By default, the script looks for the Main database following location, relative to the script:
- *NIX:
instance/data/db.json
- Windows:
instance\data\db.json
It will also assume you want to use the db
folder and its subfolders for the
YAML files.
You can change the path the script uses for the database file and YAML folder
with the -d
/--db
and -f
/--folder
options respectively:
./dbctl.py -d path/to/main-db -f path/to/yaml-folder <action>
To turn the Catalog's Main database from a single JSON file into individual YAML
records, run the database control script with the dump
action:
./dbctl.py dump
If this would overwrite an existing set of YAML files, you have the choice of
replacing (erasing) them, displacing them (backing them up to db0
, db1
,
db2
, etc.), or cancelling.
To convert the YAML files in the db
folder (or another equivalent collection)

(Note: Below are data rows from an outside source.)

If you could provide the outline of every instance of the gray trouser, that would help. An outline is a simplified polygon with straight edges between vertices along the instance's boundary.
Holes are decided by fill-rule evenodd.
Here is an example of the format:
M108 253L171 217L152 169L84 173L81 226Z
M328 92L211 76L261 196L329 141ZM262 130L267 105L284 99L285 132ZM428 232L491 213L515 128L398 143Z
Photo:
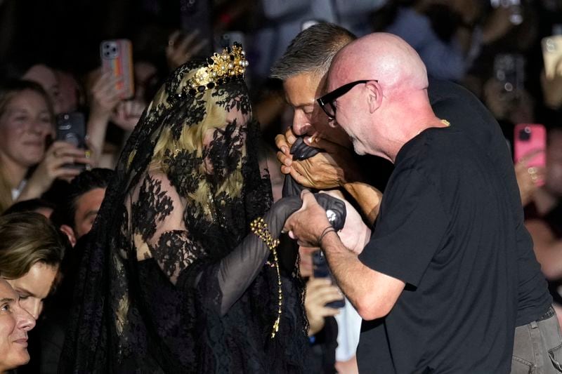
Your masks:
M562 338L554 309L515 329L512 374L562 373Z

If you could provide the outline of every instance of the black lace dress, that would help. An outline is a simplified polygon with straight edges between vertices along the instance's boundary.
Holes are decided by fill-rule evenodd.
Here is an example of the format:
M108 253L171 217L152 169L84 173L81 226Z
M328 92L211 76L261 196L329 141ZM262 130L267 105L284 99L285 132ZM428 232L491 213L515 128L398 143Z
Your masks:
M211 65L181 67L125 147L93 240L80 248L61 373L306 370L294 264L281 271L272 338L278 275L249 231L262 216L278 236L301 203L270 206L241 76L192 88Z

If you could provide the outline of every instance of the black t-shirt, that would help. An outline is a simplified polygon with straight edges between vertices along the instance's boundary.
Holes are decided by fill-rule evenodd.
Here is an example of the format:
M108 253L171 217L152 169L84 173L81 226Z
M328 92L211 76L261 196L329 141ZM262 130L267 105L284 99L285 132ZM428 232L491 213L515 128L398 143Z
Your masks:
M488 157L490 166L504 180L517 239L514 248L518 262L518 272L514 274L518 279L516 326L525 325L544 314L551 298L532 251L532 239L523 223L519 187L503 133L490 111L466 88L447 81L430 79L428 93L437 116L448 120L452 126L476 143L479 152ZM478 190L474 189L474 193Z
M506 185L464 132L431 128L398 153L360 259L407 283L364 322L360 371L509 371L517 258Z
M450 121L452 123L451 128L464 133L466 140L469 140L473 145L473 152L485 156L488 160L486 166L491 168L490 171L495 171L495 177L503 181L503 188L504 189L503 196L507 199L511 214L511 221L506 222L505 225L507 227L513 228L515 243L510 248L511 255L515 256L517 260L517 267L516 269L512 269L511 274L512 279L514 279L517 283L516 290L514 290L517 293L518 300L516 305L517 312L515 326L526 324L542 315L550 305L551 299L548 294L544 276L540 272L540 266L532 251L530 236L523 225L523 209L519 197L518 187L515 178L511 154L501 128L483 105L472 93L457 84L430 79L429 95L436 114L440 118ZM473 184L471 194L477 195L478 193L478 187ZM377 229L378 230L379 228L377 227ZM429 230L428 232L435 232L432 231L435 229L433 226L428 229ZM408 236L398 235L397 240L403 238L407 239ZM415 240L416 238L414 239ZM418 241L423 242L419 238L416 242ZM367 255L367 253L365 253L363 255ZM407 276L408 278L403 280L410 282L414 281L419 275L417 275L414 272ZM464 292L464 290L455 290L455 291L461 295ZM407 284L405 292L416 292L415 286L413 284ZM453 308L455 306L450 304L447 307ZM413 321L418 319L417 316L412 315L411 316ZM390 346L386 340L388 332L384 322L386 319L388 319L368 323L364 322L364 330L367 333L364 333L361 335L361 342L358 351L359 365L362 370L372 372L373 368L379 367L375 365L375 363L380 360L379 356L374 355L375 353L386 358L388 358L390 354L390 351L388 351ZM471 326L471 323L468 322L466 323L467 326ZM513 323L513 321L511 321L511 323ZM377 326L379 326L378 328ZM405 333L407 334L408 331L406 330ZM483 338L481 340L484 340L484 338ZM509 341L509 337L506 337L504 342ZM384 343L375 343L374 342L384 342ZM395 345L394 348L401 350L403 354L405 354L404 352L405 352L407 356L407 352L412 349L414 345L417 345L417 349L419 349L420 344L424 345L425 343L420 343L407 338L403 347L398 347ZM508 345L509 345L508 344ZM470 348L471 346L460 346L460 348L462 349L463 347ZM497 363L500 361L503 363L497 363L497 365L505 366L505 362L511 356L511 347L508 347L503 351L502 357L495 359ZM410 361L412 362L412 360ZM390 364L392 364L391 361ZM391 366L386 366L385 369L388 373L391 373L393 370ZM465 368L461 369L460 371L469 370ZM386 373L387 371L383 369L380 372Z

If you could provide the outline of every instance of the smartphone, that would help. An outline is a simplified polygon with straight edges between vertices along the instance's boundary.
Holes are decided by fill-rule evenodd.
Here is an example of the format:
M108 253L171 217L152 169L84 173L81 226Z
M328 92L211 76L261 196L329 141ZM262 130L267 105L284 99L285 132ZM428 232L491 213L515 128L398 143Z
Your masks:
M549 79L562 76L562 35L547 36L541 39L544 74Z
M547 163L547 130L540 123L518 123L514 133L514 160L519 161L521 158L531 152L538 152L528 161L529 167L544 168ZM539 181L538 185L544 182Z
M315 278L329 278L332 279L332 274L328 267L328 263L326 262L326 258L322 253L322 251L316 251L312 254L312 266L313 274ZM334 283L332 279L332 283ZM343 308L346 306L346 301L344 300L332 301L328 302L326 306L329 308Z
M490 5L492 8L507 8L510 11L509 22L513 25L521 25L523 23L523 9L521 8L521 0L490 0Z
M516 53L499 53L494 58L494 76L504 91L517 94L525 80L525 58Z
M105 40L100 44L101 69L111 72L119 81L115 88L121 91L122 99L129 99L134 94L134 67L133 47L128 39Z
M67 142L77 148L85 149L86 145L86 120L79 112L62 113L56 117L57 140ZM73 168L80 170L86 168L84 163L64 165L65 168Z

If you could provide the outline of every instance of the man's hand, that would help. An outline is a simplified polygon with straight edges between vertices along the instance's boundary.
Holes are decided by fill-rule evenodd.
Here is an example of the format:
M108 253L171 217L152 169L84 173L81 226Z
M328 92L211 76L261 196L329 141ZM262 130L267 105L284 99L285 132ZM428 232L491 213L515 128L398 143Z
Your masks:
M279 152L277 152L277 159L281 163L281 173L289 174L291 173L291 165L293 163L293 155L291 154L291 147L296 141L296 137L289 127L285 134L279 134L275 137L275 145Z
M339 314L339 309L326 307L326 304L344 298L339 289L329 278L311 278L306 282L304 309L308 320L308 335L312 336L324 328L324 319Z
M322 192L321 194L327 194L336 199L339 199L346 204L346 222L344 228L337 232L341 243L346 248L359 255L363 251L369 239L371 237L371 230L364 223L361 215L349 202L343 198L339 191Z
M325 189L341 187L346 183L360 180L360 173L349 149L320 136L306 137L304 142L323 152L302 161L293 159L291 146L296 138L289 128L285 135L275 138L280 149L277 160L281 172L290 174L293 179L306 188Z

into a single JSON file for use as the Catalog's Main database, run the database
control script with the compile
action:
./dbctl.py compile
To update the RDF subject thesaurus used by the Catalog, run the database
control script with the vocab
action:
./dbctl.py vocab
There are no effective command-line options here; in the absence of any demand for configurability, the paths are hard-coded.

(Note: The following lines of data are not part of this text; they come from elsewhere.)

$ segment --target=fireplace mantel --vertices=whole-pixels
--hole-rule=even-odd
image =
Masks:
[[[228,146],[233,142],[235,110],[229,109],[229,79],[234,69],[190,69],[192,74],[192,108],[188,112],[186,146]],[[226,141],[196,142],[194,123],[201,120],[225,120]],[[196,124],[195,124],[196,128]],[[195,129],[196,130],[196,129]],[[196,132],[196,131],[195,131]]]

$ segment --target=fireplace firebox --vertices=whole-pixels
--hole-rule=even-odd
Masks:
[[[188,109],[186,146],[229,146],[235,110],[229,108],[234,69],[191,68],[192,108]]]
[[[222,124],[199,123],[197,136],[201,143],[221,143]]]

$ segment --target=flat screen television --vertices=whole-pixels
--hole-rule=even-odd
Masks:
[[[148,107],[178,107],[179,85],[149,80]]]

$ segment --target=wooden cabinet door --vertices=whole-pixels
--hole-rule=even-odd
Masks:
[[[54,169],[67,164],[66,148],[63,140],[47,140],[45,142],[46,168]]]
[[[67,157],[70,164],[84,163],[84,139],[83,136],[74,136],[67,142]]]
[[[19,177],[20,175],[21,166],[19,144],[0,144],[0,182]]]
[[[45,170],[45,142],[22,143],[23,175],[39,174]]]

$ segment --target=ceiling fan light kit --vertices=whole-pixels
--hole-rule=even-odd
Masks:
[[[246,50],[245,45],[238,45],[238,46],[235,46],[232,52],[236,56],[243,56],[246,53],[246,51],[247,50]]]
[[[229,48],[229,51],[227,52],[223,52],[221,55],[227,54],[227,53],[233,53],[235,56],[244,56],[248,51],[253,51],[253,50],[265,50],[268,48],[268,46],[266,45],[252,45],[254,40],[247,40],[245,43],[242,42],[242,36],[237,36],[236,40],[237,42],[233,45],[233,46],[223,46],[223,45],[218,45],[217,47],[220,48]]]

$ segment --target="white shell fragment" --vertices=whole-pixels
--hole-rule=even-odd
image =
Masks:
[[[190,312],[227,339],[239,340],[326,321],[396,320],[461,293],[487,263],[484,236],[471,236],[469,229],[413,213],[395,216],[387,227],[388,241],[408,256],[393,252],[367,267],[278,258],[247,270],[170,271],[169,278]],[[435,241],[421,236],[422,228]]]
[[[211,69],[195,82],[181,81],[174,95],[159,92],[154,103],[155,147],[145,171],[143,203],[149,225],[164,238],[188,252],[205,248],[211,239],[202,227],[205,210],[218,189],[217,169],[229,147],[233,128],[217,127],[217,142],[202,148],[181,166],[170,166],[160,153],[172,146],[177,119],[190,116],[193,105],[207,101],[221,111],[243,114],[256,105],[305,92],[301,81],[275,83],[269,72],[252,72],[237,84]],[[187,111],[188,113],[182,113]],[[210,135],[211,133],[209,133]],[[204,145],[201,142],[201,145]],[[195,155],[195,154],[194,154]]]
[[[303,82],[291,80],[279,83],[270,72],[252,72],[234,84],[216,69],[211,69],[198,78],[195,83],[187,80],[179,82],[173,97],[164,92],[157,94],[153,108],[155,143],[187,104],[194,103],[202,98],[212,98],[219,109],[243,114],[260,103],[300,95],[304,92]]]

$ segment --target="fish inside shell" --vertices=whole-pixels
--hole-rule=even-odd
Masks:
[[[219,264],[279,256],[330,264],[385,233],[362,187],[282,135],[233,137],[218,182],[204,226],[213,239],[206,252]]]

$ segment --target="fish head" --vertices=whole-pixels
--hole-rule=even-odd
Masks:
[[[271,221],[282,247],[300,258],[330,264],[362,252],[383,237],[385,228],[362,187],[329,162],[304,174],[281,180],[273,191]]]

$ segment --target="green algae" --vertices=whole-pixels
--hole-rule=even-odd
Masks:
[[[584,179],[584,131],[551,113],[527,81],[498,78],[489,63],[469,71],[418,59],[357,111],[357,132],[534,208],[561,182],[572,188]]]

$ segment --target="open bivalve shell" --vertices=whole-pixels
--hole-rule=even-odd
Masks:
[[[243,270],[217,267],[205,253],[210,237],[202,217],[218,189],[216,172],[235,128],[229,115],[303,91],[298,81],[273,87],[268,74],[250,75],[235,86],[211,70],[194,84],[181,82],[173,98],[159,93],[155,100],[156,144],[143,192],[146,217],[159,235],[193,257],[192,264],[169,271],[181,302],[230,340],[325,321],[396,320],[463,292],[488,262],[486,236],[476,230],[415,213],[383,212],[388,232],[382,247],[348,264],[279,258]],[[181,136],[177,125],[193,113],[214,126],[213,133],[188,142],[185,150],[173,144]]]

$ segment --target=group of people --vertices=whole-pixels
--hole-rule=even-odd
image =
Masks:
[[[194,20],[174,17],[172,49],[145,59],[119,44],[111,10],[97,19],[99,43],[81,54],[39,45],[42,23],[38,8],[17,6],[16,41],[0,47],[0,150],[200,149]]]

What happens is that the script will look for an adjacent file called
unesco-thesaurus.ttl
and parse it if available. Otherwise it will download a
fresh copy of the UNESCO Vocabulary and parse that instead. It will strip out
unused triples and (in a somewhat hackish manner) enable the domains and
microthesauri to be traversed as if they were higher level concepts. It will
save the result as simple-unesco-thesaurus.ttl
; if you are running dbctl.py
,
in the same directory as serve.py
, this file will already be in the correct
place, otherwise you should manually move it to the same directory as
serve.py
.
If you want to re-run the process for converting the records from the Metadata Standards Directory for use with the Metadata Standards Catalog, the easiest way to proceed is to set up local copies of this repository and that of the Metadata Standards Directory within neighbouring folders:
git clone https://github.com/rd-alliance/metadata-catalog-dev.git
git clone https://github.com/rd-alliance/metadata-directory.git
That is, you should end up with something like this:
rda-dev/
metadata-catalog-dev/
metadata-directory/
The migration process is handled by the Python script migrate.py
. The only
thing you need installed beyond the standard installation of Python 3 is the
non-standard library PyYAML. You can install this quite easily using the pip
utility.
(Ubuntu/Debian users may prefer to install the python3-yaml
package.)
Since the conversion has already been performed in this repository, you might
prefer to set up a third directory for testing, and copy the migrate.py
script
and jacs2unesco.yml
file into it:
rda-dev/
metadata-catalog-dev/
metadata-catalog-test/
migrate.py
jacs2unesco.yml
metadata-directory/
Within your testing folder, run the Python script migrate.py
. On UNIX systems,
you should be able to use it directly:
./migrate.py
Otherwise you might need to invoke python
or python3
:
python3 migrate.py
If you have set up your files and folders as above, this should be all you need
to do. If, however, you need to change where the script looks for the
metadata-directory
folder or the mapping from Directory disciplines to Catalog
subject keywords (i.e. jacs2unesco.yml
), or change where the script writes out
its YAML files, you can use command line options. For details, run the following
command:
./migrate.py --help
After running the script, you should have the following new files and folders:
db/
: contains a further 5 folders in which the migrated data are stored in.yml
files. (The endorsements folder will be empty)disciplines.yml
: a report of all the disciplines uses in the Metadata Standards Directory, useful if you want to write your own mapping to a different controlled vocabulary.migration-log.yml
: a report of things that might need to be tidied up manually, e.g. unrecognized disciplines or sponsor organizations.